Error Distribution Pattern
Typical batch failure breakdown:
- 60% context exceeded → chunk the documents
- 25% malformed input → fix the request data
- 15% transient/expired → retry as-is
Treating all errors identically (blind retry) reproduces the 60% context errors and 25% malformed errors. Only the 15% transient failures benefit from unmodified retry.
Cancellation Saves Money
If early results from a batch reveal a systematic prompt error (e.g., wrong extraction schema), cancel the running batch before it completes. Processing the remaining 90% of requests with a known-broken prompt wastes the entire cost.
Time Budget for Recovery
With a 30-hour SLA:
- Batch processing: up to 24 hours (worst case)

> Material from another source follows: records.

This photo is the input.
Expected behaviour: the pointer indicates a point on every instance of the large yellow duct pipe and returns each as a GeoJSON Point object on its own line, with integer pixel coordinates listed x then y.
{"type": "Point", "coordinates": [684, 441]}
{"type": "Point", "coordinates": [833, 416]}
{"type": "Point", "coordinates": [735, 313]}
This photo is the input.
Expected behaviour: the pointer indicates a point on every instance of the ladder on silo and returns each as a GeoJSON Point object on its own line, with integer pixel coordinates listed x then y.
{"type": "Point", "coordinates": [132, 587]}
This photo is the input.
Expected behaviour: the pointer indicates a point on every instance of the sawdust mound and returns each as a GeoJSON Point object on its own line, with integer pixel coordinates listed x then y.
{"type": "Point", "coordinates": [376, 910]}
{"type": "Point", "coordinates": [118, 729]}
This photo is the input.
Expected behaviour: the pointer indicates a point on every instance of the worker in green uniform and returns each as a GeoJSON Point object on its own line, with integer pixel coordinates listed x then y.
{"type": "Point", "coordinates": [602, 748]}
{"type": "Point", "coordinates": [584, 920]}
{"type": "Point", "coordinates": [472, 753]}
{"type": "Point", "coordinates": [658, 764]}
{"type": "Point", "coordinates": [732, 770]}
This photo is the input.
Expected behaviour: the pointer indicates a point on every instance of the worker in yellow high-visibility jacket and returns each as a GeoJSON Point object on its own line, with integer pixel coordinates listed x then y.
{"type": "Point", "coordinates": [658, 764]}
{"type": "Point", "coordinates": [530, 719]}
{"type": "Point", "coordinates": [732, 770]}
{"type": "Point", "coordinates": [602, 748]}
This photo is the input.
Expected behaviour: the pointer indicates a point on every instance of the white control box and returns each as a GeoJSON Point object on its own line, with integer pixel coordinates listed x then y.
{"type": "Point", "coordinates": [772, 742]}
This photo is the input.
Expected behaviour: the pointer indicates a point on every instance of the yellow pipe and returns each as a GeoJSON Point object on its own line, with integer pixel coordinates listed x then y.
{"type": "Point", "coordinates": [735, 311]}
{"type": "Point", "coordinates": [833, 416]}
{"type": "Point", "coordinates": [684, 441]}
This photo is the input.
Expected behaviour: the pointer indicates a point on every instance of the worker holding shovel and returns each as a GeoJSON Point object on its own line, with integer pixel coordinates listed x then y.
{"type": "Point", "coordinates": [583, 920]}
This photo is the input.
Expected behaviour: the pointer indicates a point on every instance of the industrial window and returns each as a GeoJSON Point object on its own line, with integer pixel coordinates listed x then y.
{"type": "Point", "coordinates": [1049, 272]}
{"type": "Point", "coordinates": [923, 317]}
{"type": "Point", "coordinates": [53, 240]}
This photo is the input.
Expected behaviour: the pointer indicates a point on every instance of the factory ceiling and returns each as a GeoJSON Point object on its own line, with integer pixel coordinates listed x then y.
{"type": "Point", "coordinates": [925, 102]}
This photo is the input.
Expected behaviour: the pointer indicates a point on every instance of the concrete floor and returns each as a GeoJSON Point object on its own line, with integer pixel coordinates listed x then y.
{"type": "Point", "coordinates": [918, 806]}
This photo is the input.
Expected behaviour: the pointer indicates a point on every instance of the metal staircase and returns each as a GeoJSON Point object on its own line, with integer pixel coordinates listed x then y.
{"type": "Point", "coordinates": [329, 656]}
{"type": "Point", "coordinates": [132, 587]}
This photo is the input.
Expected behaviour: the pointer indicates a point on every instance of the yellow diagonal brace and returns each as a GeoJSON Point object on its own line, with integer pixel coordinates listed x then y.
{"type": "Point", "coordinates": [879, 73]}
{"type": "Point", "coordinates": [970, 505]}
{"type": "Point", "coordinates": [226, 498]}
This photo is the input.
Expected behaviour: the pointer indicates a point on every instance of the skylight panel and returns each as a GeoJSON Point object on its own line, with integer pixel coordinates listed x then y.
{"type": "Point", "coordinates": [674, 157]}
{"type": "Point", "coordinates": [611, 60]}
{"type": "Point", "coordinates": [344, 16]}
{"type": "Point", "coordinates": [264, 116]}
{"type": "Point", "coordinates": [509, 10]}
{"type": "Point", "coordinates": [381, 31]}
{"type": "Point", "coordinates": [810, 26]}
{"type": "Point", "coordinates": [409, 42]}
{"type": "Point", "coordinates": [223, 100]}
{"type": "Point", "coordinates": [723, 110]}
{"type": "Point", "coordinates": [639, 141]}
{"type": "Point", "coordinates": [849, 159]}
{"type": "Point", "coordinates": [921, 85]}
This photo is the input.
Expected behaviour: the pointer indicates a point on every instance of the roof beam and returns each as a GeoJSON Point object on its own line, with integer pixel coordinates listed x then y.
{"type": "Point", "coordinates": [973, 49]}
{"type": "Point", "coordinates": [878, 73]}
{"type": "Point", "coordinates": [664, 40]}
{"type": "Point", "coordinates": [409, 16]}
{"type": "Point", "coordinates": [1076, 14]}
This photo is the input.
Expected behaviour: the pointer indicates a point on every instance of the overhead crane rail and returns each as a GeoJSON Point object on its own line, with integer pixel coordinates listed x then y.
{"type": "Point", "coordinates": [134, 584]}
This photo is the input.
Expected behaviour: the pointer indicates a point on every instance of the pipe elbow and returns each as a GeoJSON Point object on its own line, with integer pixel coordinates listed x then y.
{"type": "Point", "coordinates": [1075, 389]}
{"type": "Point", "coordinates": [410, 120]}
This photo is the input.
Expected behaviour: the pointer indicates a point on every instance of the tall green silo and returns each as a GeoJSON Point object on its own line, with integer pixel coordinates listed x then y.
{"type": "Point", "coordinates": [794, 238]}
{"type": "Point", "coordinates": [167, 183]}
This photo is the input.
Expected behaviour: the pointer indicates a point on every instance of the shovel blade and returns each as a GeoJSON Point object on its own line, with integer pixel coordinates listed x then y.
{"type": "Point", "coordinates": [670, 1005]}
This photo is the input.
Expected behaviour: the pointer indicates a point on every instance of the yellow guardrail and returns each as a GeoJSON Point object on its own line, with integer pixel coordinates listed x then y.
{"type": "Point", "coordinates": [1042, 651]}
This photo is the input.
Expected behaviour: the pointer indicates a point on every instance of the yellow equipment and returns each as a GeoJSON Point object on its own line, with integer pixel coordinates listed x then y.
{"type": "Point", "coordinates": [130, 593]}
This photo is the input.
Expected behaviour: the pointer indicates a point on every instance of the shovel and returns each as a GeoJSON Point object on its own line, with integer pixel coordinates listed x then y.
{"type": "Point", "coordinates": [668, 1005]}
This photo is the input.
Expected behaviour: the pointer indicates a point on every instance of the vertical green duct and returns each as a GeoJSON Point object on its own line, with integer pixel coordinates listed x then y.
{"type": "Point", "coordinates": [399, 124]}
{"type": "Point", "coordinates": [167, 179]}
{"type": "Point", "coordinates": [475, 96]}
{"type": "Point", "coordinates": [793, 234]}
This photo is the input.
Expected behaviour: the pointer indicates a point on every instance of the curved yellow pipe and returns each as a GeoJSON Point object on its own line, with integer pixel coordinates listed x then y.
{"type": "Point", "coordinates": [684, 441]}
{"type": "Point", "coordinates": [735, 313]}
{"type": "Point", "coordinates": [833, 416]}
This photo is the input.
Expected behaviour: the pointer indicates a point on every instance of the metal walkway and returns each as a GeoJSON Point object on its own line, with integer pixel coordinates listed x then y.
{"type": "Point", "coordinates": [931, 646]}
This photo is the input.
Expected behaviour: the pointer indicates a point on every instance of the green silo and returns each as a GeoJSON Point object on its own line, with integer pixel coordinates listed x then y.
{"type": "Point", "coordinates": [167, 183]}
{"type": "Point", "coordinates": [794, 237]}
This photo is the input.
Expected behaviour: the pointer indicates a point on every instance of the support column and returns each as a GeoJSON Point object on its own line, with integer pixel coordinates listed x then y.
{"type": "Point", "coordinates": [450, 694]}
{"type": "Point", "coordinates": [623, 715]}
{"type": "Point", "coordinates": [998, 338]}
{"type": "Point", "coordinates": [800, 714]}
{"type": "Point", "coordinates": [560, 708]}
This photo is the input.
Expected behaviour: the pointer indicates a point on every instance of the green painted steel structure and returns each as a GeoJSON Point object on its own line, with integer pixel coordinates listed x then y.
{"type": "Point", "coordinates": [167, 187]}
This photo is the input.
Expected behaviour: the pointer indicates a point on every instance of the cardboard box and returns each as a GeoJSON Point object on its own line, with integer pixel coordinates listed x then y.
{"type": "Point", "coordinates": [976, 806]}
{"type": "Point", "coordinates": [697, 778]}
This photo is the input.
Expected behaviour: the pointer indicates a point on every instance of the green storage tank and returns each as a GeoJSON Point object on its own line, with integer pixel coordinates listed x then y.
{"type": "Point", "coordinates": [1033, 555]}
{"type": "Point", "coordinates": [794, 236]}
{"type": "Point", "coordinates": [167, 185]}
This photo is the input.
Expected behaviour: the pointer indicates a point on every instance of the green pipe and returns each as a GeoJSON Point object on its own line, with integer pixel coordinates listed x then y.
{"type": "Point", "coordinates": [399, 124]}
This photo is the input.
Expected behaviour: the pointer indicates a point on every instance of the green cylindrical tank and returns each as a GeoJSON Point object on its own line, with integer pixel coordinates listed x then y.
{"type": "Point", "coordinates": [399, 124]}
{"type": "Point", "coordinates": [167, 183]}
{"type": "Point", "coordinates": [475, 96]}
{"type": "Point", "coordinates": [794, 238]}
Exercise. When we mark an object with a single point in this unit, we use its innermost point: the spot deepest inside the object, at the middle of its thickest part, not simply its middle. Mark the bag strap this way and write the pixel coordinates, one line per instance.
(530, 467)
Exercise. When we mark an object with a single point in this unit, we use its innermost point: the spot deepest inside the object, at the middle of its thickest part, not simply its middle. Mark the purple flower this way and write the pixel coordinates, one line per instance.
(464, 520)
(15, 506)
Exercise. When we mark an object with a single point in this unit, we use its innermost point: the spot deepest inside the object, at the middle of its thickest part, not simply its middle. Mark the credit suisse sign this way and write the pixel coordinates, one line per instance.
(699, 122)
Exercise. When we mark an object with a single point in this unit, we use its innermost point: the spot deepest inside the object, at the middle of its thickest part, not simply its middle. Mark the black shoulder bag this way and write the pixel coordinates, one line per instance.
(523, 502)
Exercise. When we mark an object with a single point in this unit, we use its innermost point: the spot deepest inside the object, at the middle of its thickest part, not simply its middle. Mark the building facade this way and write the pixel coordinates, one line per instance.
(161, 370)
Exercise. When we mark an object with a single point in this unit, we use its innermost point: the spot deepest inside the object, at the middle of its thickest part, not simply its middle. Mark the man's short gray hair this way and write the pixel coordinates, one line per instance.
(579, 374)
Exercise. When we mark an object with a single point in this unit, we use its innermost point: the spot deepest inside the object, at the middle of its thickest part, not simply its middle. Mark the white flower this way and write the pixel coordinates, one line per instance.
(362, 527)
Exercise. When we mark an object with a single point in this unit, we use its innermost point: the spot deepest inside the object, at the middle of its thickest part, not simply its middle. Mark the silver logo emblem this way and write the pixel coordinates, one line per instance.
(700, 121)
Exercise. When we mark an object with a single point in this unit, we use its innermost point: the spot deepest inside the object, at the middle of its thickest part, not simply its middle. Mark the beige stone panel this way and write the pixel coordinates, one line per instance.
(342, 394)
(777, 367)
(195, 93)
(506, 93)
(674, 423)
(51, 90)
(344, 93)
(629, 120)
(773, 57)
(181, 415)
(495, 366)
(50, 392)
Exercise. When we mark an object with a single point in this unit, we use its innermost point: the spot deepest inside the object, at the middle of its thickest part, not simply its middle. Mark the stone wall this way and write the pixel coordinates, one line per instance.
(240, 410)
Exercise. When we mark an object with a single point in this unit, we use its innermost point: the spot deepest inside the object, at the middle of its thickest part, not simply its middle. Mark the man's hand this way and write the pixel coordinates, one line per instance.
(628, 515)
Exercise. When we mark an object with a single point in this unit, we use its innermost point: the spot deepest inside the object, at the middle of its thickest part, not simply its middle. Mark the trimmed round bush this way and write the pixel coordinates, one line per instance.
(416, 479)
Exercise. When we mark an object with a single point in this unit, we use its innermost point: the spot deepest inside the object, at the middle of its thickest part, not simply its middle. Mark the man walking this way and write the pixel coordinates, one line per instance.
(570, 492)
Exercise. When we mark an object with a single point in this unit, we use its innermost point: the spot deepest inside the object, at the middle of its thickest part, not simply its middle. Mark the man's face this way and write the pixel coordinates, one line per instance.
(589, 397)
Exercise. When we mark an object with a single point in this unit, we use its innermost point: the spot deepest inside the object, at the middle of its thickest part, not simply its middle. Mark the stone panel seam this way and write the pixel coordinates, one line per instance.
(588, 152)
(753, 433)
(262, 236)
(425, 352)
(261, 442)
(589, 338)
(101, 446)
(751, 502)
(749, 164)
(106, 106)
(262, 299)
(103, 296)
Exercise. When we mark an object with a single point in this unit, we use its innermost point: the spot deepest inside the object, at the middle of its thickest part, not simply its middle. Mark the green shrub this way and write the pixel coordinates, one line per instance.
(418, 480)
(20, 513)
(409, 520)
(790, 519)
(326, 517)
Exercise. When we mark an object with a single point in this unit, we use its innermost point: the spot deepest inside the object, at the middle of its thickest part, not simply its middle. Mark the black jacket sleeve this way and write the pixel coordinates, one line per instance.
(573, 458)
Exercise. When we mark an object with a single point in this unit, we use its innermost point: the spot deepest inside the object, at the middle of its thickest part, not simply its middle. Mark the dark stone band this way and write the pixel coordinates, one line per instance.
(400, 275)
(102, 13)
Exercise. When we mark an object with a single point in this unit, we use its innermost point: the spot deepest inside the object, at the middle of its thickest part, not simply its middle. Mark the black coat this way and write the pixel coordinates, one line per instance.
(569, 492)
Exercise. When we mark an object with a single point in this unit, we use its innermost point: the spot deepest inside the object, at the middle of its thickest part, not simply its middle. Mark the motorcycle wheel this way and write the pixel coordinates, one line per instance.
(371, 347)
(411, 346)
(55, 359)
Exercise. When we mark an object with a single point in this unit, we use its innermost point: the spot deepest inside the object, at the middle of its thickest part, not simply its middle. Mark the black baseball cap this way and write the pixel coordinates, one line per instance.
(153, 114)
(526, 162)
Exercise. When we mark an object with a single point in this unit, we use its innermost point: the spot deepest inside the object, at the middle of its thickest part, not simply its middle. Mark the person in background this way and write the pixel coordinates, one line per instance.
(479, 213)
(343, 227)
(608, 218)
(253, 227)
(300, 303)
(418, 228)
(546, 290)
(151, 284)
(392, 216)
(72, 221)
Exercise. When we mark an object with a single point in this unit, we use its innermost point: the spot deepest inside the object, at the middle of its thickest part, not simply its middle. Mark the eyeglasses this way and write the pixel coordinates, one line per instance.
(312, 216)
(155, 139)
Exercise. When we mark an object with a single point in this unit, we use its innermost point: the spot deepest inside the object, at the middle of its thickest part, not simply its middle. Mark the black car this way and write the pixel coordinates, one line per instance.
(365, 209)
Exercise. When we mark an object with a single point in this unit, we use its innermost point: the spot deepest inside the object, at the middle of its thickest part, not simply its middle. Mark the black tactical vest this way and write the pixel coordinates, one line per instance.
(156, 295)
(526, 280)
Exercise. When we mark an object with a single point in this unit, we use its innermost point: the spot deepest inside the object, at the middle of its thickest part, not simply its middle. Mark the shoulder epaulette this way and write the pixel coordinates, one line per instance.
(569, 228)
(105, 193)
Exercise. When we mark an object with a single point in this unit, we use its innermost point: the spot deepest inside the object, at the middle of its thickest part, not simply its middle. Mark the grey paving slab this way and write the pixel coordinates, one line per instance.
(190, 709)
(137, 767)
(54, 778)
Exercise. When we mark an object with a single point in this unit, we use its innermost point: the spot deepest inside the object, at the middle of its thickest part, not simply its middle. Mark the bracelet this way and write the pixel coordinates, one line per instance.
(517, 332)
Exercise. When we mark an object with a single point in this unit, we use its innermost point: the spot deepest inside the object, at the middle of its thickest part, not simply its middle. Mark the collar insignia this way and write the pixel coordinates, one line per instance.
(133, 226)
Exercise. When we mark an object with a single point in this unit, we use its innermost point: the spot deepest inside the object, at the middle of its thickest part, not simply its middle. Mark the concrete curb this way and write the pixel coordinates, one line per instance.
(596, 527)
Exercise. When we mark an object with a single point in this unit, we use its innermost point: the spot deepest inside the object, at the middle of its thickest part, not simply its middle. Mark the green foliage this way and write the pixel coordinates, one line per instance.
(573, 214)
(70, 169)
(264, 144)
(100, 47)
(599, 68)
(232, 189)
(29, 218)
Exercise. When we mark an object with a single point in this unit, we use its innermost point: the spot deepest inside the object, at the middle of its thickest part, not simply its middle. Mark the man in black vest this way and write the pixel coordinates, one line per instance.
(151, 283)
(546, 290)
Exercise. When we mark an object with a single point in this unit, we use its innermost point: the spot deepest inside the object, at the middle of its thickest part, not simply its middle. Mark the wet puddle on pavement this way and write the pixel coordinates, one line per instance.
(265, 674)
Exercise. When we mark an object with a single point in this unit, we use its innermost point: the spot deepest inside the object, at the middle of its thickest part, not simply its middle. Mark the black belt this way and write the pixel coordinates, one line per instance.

- Recovery window: 6 hours
- Strategy: submit batches every 4-6 hours, leaving time for one full recovery round within the SLA
Sample Testing Before Full Submission
Test prompts on a diverse 20-50 document sample before submitting thousands. One team’s comparison:
- Without sample testing: 18% failure rate, $740 total cost
- With sample testing: 3% failure rate, $519 total cost (30% savings)
The $8/month sample investment saved $300/month in reprocessing — 37x ROI.
One-liner: Test on a 20-50 document sample first (37x ROI), cancel batches with systematic errors early, fix different error types differently, and budget time for one recovery round within your SLA.